La Russa non è l'ultimo arrivato nel mondo della politica italiana e se ha l'ardire di parlare in modo così esplicito, è perché ha il sentore di poter "provocare", senza per questo perdere, anzi forse addirittura aumentando il consenso nei confronti della sua persona e del suo partito. Alla faccia di chi ancora ritiene che "il fascismo non esista più", lo sdoganamento progressivo di un'interpretazione filofascista della storia è fatto particolarmente minaccioso, tanto più in un contesto culturale (o pseudoculturale) nel quale una parte sempre più rilevante della popolazione non soltanto non si scandalizza, ma addirittura si compiace.

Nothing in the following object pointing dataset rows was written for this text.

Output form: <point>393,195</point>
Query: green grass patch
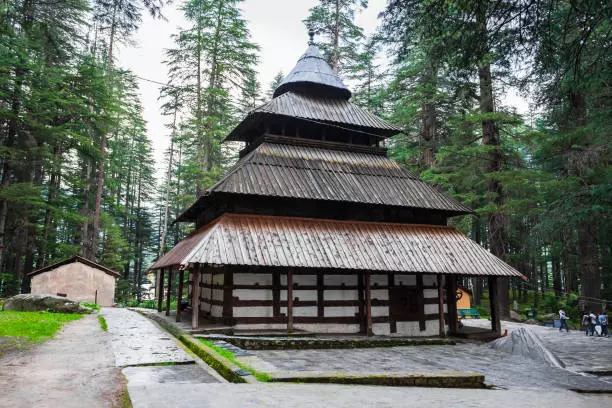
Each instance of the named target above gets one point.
<point>94,306</point>
<point>103,324</point>
<point>263,377</point>
<point>33,326</point>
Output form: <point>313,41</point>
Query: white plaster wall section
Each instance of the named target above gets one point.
<point>264,279</point>
<point>430,293</point>
<point>253,294</point>
<point>341,311</point>
<point>309,311</point>
<point>378,280</point>
<point>304,295</point>
<point>381,329</point>
<point>380,311</point>
<point>339,294</point>
<point>253,311</point>
<point>406,280</point>
<point>431,309</point>
<point>348,280</point>
<point>429,280</point>
<point>380,294</point>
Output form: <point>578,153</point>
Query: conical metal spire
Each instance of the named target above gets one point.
<point>312,72</point>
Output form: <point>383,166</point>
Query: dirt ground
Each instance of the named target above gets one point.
<point>76,369</point>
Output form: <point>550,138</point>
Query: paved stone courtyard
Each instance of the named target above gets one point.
<point>500,369</point>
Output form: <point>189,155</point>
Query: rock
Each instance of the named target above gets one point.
<point>517,317</point>
<point>35,302</point>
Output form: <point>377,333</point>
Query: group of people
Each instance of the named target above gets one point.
<point>593,323</point>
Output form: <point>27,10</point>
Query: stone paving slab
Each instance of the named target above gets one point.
<point>500,369</point>
<point>342,396</point>
<point>136,340</point>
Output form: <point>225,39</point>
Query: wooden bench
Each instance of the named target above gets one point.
<point>468,314</point>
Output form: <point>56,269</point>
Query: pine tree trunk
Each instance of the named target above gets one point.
<point>490,137</point>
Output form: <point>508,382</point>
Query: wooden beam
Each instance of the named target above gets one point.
<point>421,301</point>
<point>494,301</point>
<point>391,284</point>
<point>179,295</point>
<point>160,289</point>
<point>195,297</point>
<point>320,296</point>
<point>228,306</point>
<point>169,292</point>
<point>289,301</point>
<point>368,295</point>
<point>361,297</point>
<point>451,302</point>
<point>441,304</point>
<point>275,293</point>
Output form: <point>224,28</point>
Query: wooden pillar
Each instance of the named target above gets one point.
<point>276,293</point>
<point>289,301</point>
<point>391,285</point>
<point>179,295</point>
<point>441,304</point>
<point>421,301</point>
<point>160,289</point>
<point>368,294</point>
<point>195,297</point>
<point>494,301</point>
<point>361,297</point>
<point>320,295</point>
<point>228,292</point>
<point>169,292</point>
<point>451,302</point>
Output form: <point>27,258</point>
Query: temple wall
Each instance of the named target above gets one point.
<point>253,303</point>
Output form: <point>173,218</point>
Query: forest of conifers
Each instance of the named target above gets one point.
<point>78,174</point>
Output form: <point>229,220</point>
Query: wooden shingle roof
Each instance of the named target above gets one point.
<point>331,111</point>
<point>256,240</point>
<point>317,173</point>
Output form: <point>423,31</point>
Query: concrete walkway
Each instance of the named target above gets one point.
<point>75,369</point>
<point>342,396</point>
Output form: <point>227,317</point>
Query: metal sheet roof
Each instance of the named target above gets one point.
<point>318,108</point>
<point>312,70</point>
<point>255,240</point>
<point>296,171</point>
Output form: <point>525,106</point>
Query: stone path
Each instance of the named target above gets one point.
<point>137,340</point>
<point>342,396</point>
<point>76,369</point>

Un consiglio a destra e uno a sinistra.
C'è una destra sociale, molto lontana dalle posizioni dei nostalgici del ventennio. Sarebbe bene che si facesse sentire, soprattutto negli ambiti più rilevanti della politica rappresentativa. Ci vuole proprio tanto a dire: "Io sono di destra, ma non mi riconosco in alcun modo nelle parole di La Russa, anzi me ne dissocio totalmente"? E' lecito per esempio attendersi una sconfessione del genere dalla presidente del Consiglio, che più volte ha cercato di smarcarsi da visioni del passato, bollandole come simpatie giovanili. Così come sarebbe opportuno - e forse anche vantaggioso in termini di consenso - che anche altri esponenti di Fratelli d'Italia (o della Lega o di Forza Italia...) abbiano il coraggio di dissociarsi pubblicamente da certe prese di posizione.

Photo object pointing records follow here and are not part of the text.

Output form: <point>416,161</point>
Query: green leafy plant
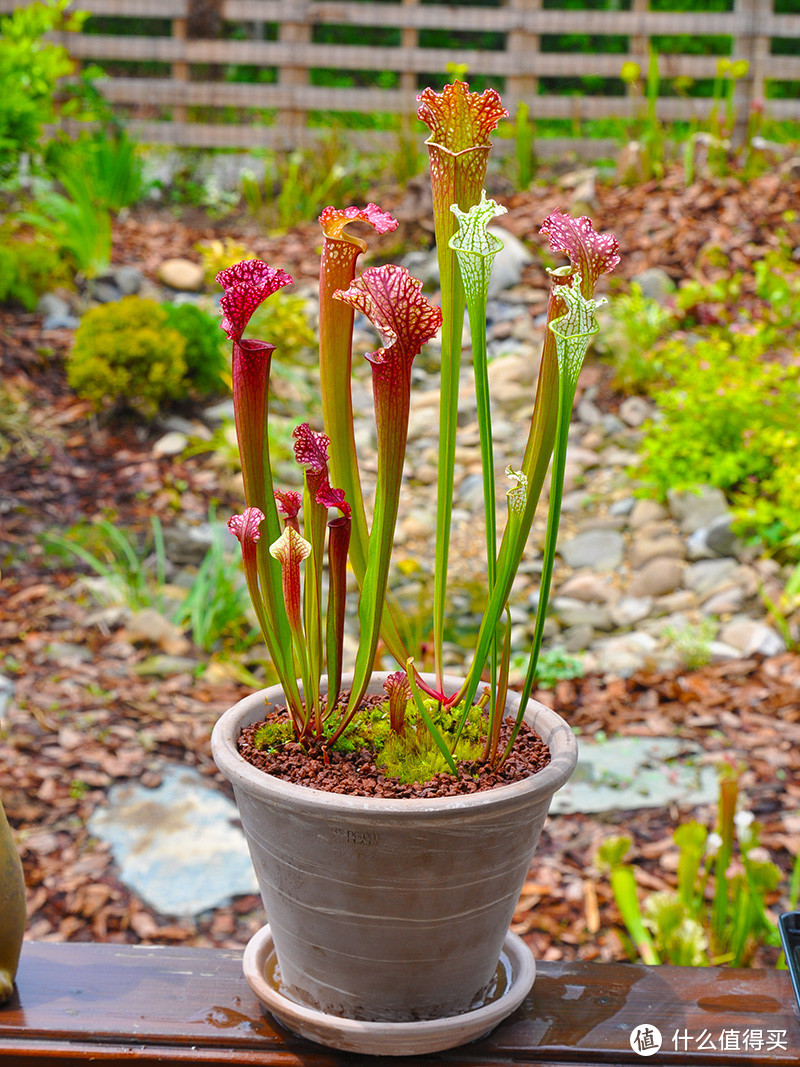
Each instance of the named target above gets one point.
<point>785,609</point>
<point>212,609</point>
<point>207,364</point>
<point>302,620</point>
<point>77,222</point>
<point>31,68</point>
<point>718,911</point>
<point>126,570</point>
<point>126,352</point>
<point>108,164</point>
<point>733,425</point>
<point>636,323</point>
<point>27,270</point>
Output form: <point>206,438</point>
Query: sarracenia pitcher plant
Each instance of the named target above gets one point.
<point>297,547</point>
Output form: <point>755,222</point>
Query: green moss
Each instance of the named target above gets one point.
<point>270,736</point>
<point>412,757</point>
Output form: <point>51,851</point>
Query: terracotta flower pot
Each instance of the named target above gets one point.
<point>389,909</point>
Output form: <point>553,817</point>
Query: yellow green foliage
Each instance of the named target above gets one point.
<point>411,757</point>
<point>126,352</point>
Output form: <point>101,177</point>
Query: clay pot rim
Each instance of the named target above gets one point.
<point>550,727</point>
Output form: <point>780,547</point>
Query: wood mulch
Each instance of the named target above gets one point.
<point>83,715</point>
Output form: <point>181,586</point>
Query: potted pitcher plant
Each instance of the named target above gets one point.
<point>392,816</point>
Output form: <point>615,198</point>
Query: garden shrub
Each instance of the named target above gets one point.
<point>27,270</point>
<point>636,323</point>
<point>127,352</point>
<point>207,365</point>
<point>31,69</point>
<point>729,417</point>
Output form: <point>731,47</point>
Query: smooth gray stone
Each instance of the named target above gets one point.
<point>177,846</point>
<point>624,774</point>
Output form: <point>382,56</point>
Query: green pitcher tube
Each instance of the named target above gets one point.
<point>12,908</point>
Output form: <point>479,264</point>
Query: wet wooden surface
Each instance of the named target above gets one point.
<point>104,1003</point>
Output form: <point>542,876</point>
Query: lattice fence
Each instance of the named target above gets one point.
<point>257,73</point>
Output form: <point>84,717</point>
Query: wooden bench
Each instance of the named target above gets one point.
<point>108,1003</point>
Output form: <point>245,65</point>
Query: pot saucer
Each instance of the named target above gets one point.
<point>387,1038</point>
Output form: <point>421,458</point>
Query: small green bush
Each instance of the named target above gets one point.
<point>27,270</point>
<point>127,352</point>
<point>637,323</point>
<point>729,417</point>
<point>207,366</point>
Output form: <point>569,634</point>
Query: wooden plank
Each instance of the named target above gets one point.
<point>124,9</point>
<point>366,58</point>
<point>106,1002</point>
<point>254,136</point>
<point>525,18</point>
<point>165,93</point>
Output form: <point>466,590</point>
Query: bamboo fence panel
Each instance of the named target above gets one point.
<point>189,102</point>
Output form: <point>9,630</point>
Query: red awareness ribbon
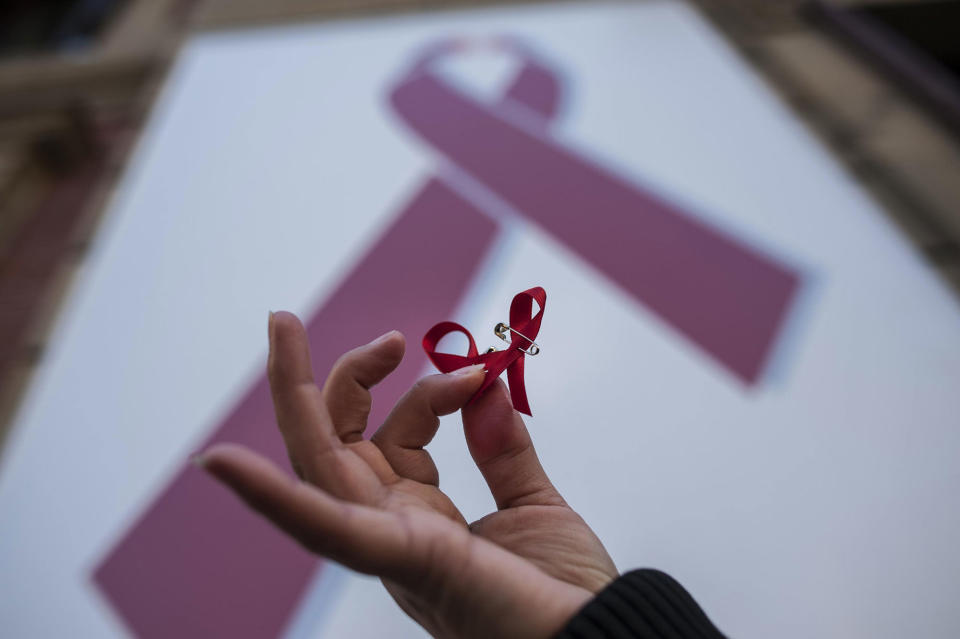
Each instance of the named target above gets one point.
<point>525,328</point>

E la sinistra? La sinistra deve tornare a condividere la vita delle persone. Deve prendere molto sul serio la sofferenza di chi lavora nelle fabbriche e nei cantieri, come pure nelle campagne dominate dalle nuove forme di latifondismo. Fa bene a sollevare il rispetto dei diritti civili, ma ha bisogno di riprendersi la leadership della rivendicazione dei diritti sociali. Fa bene a investire in un'elevata visione del mondo, ma è necessario che si renda conto del crescente analfabetismo culturale, indotto da decenni di martellante e sistematico instupidimento delle menti. La sinistra si è sempre caratterizzata dallo stare dalla parte dei più deboli, dall'impegno per la garanzia del diritto al lavorare nella sicurezza, per la giusta paga, per la partecipazione collegiale alla gestione delle imprese, per l'affrancamento dalle antiche e moderne schiavitù, per la contestazione al padronato e alle sue diramazioni, per l'internalizzazione della lotta per la giustizia, la pace, la solidarietà. Se non torna con convinzione a questi temi e non torna ad affrontarli nei luoghi di lavoro, nei quartieri dimenticati, nelle periferie dove vivono milioni di esseri umani spesso schiacciati dalla solitudine assoluta, la sinistra si ridurrà a una fragile élite di intellettuali che ritengono di avere - solo loro - le idee giuste per la riforma della società, perdendo progressivamente il riferimento con la realtà. Se invece ritornerà su questi sentieri interrotti, potrà ritornare nelle piazze con la convinzione di chi non ha soltanto qualcosa da contestare, ma anche da costruire. Sentirà e onorerà di nuovo come propri padri e nonni i partigiani e coloro che hanno lottato contro la tirannia nazifascista.